Il n’y a pas si longtemps, le pouvoir politique en Algérie était exercé au nom de la nation française et de la « République une et indivisible », c’est encore le cas dans les colonies « d’outre-mer » et nul ne peut être garantir que les situations d’aujourd’hui seront celles de demain. La nation algérienne est-elle née en 1962 par l’indépendance de son État ? Les notions d’Etat et de nation se confondent-elles donc ?

On peut en tout cas voir à quel point l’Etat français revendique ce mot pour lui seul comme le montre la déclaration du 1er ministre M. Valls le 30 décembre 2015 réfutant l’existence d’une nation corse : «Certains (en) parlent. Mais je ne sais pas trop ce que cela veut dire. Il n’y a qu’une seule nation, la nation française. Il n’y a donc pas de séparation possible. » et si Macron prononce 26 fois le mot « nation » ou « national » dans son discours à Bastia en février 2018, c’est chaque fois pour désigner la nation française et s’il évoque « la reconnaissance constitutionnelle de la Corse », c’est comme signe d’un « ancrage dans la République ».

Cela est aisément compréhensible du point de vue des représentants de l’Etat et de leurs soutiens à travers tout le spectre politique français, de Mélenchon à Philippot qui craignent, s’il est reconnu l’existence d’une nation corse, ou une autre, qu’au nom de celle-ci soit revendiquée tout ou partie du pouvoir de l’Etat dans une partie du territoire de la République française une et indivisible » et que cela donne des idées à d’autres, procédant ainsi au démantèlement centrifuge de l’Etat. Pour ceux-ci en effet, État et nation sont indissociables.

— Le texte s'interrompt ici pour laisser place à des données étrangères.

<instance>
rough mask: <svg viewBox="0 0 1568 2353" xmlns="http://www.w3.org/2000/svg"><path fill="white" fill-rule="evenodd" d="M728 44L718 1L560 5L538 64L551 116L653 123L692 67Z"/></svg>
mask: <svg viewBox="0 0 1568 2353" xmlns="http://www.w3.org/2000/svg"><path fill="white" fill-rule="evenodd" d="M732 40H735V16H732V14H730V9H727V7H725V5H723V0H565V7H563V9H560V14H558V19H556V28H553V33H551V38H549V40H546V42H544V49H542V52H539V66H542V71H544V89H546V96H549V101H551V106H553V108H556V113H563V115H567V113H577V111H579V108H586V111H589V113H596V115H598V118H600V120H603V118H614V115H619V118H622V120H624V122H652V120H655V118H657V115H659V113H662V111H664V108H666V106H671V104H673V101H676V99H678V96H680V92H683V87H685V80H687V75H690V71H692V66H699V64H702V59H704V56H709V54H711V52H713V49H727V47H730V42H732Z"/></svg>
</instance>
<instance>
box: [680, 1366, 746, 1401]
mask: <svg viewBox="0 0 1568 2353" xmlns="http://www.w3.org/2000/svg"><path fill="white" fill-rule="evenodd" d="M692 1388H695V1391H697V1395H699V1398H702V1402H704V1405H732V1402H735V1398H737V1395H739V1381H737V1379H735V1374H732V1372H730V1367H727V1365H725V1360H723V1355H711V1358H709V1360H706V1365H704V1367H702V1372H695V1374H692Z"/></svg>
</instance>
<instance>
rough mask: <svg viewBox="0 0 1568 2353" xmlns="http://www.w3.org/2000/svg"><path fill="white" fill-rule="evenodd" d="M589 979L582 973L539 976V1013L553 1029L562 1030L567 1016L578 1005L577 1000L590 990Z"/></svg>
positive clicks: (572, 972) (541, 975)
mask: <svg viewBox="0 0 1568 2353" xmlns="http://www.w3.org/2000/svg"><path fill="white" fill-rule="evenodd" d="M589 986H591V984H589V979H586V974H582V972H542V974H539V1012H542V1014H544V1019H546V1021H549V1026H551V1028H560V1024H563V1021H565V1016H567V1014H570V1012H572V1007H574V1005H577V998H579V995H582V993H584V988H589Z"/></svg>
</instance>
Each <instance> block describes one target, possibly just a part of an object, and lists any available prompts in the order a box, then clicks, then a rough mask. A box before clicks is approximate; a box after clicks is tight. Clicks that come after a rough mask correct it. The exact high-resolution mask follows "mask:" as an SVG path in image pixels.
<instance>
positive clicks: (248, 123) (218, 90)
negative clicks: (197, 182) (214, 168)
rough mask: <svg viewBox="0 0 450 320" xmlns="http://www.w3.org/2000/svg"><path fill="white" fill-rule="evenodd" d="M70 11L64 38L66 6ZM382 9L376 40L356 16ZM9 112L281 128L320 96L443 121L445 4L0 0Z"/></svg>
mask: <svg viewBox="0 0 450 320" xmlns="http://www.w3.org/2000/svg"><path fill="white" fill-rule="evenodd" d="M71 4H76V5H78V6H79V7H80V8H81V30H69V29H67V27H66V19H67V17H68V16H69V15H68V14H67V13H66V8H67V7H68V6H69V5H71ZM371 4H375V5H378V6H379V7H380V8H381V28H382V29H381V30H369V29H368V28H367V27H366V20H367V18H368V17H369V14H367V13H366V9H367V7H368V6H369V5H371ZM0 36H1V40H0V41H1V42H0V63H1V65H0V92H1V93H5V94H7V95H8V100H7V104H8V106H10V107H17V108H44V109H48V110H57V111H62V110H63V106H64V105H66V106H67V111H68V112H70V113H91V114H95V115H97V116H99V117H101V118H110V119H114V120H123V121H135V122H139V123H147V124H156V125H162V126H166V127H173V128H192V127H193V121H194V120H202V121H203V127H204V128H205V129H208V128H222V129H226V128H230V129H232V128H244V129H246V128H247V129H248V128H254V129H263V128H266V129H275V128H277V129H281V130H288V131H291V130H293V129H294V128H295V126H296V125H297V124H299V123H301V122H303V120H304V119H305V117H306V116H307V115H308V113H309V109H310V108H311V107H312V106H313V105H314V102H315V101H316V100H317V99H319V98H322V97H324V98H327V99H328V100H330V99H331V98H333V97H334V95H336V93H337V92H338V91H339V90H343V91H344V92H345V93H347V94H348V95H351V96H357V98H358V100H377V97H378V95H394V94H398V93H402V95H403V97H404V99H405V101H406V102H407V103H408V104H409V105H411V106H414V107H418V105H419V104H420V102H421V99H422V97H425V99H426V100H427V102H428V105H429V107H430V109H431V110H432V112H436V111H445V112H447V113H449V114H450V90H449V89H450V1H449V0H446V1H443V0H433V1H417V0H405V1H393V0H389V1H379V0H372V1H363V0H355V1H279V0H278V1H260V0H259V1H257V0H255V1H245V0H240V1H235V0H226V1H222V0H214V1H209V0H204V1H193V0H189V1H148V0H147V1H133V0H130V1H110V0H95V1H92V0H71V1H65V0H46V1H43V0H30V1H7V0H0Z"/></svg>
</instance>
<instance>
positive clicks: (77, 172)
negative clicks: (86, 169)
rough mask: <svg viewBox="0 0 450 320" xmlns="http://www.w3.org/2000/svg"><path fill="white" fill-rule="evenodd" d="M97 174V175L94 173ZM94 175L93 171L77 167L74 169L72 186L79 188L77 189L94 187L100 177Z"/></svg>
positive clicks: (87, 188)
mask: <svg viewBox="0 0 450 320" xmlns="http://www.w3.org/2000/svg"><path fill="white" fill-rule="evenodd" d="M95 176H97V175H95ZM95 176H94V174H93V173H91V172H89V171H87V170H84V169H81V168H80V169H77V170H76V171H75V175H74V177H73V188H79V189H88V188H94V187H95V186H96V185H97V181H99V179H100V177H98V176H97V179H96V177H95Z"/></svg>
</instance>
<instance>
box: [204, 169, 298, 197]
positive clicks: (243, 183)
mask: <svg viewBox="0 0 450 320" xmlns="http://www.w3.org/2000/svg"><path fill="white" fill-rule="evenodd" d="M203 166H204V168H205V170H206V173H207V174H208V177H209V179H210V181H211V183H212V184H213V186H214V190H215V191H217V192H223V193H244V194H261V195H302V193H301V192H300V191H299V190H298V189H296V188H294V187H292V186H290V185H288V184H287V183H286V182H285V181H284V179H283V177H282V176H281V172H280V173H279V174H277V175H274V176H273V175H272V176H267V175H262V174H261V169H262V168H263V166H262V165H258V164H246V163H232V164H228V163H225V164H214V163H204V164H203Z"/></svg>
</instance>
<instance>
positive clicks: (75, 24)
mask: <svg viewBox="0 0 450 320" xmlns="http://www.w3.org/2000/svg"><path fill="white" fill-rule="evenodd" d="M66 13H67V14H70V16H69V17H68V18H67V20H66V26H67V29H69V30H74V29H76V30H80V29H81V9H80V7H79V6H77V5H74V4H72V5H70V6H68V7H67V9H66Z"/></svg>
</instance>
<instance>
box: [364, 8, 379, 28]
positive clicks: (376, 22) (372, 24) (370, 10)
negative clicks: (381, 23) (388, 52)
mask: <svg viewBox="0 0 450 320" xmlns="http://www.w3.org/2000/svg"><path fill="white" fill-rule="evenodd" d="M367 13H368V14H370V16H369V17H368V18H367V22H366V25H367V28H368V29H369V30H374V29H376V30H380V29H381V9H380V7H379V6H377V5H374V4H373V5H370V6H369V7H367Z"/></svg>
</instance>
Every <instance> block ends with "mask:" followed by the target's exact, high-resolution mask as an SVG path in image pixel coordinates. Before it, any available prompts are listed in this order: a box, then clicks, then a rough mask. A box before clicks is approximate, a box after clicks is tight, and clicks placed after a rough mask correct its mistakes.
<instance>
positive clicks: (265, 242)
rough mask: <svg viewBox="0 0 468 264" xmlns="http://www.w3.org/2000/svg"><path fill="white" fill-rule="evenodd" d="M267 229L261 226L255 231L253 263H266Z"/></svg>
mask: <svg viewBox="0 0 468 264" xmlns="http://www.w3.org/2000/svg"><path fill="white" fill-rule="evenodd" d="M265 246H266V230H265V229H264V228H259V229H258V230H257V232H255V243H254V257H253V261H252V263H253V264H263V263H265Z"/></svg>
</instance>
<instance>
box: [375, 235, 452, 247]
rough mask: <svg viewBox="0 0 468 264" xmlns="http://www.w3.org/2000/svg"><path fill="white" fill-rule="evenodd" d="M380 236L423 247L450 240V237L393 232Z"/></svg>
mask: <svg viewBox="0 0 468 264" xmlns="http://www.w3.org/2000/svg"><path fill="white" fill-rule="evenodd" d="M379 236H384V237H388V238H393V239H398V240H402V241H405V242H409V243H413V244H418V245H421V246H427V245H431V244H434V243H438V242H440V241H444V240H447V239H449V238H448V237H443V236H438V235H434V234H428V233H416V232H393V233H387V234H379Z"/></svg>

Ce qui importe maintenant, c’est de comprendre que, si cette définition de nation, irrémédiablement liée à l’Etat, n’est pas « fausse » à proprement parler, elle est insuffisante ou incomplète parce que pensée de façon étatique et statique. On a constaté qu’en fait, la nation est une catégorisation porteuse d’enjeux politiques importants et que celle-ci évolue, au gré des rapports de force entre défenseurs de l’Etat, les « nationalistes étatiques » et les promoteurs d’un autre projet d’ordonnancement territorial, que celui-ci accroisse le pouvoir d’un échelon infra-étatique (métropoles, Bretagne, Corse, Nouvelle-Calédonie, etc.), ou supra-étatique (Union européenne) ou bien lui substitue un nouvel État, ces différentes échelles étant enchevêtrées dans des combinaisons originales aussi multiples que diverses chez chaque individu·e ou organisation.

Il existe aujourd’hui même des États plurinationaux comme outre-manche, où les nations écossaise, anglaise, nord-irlandaise, galloise qui constituent l’État du Royaume-uni ainsi que des Etats d’Amérique qui reconnaissent les minorités, notamment amérindiennes comme la Bolivie, l’Equateur, le Canada et d’Europe comme l’Espagne, l’Italie en leur accordant des droits spécifiques, une représentation voire des autonomies territoriales.

Le contenu et la représentation de ces droits spécifiques varient et il n’est pas toujours question de « nation » revendiquée ou reconnue par l’Etat mais nous sommes bien en présence de caractéristiques communes aux problématiques « nationales » comprises selon ce qu’on l’a vu plus haut : communautaires, territoriales, culturelles, linguistiques et représentation politique. Que dire encore des Kurdes, à cheval sur les territoires de 4 États, sont-illes un « peuple », une « ethnie », une « nation » ? Qu’ont-illes été hier, que seront-illes demain ?

Le cas de l’Etat français ne reconnaissant aucune minorité, aucune nation autre que la nation française, et par conséquent aucun droit culturel ou linguistique spécifique, est, dans ce domaine, plutôt de l’ordre de l’exception comme en témoigne le rejet en 2015 par l’Assemblée nationale française du projet de ratification de la Charte européenne des langues régionales et minoritaires pourtant signée en 1999 et entrée en vigueur dans 25 pays européens.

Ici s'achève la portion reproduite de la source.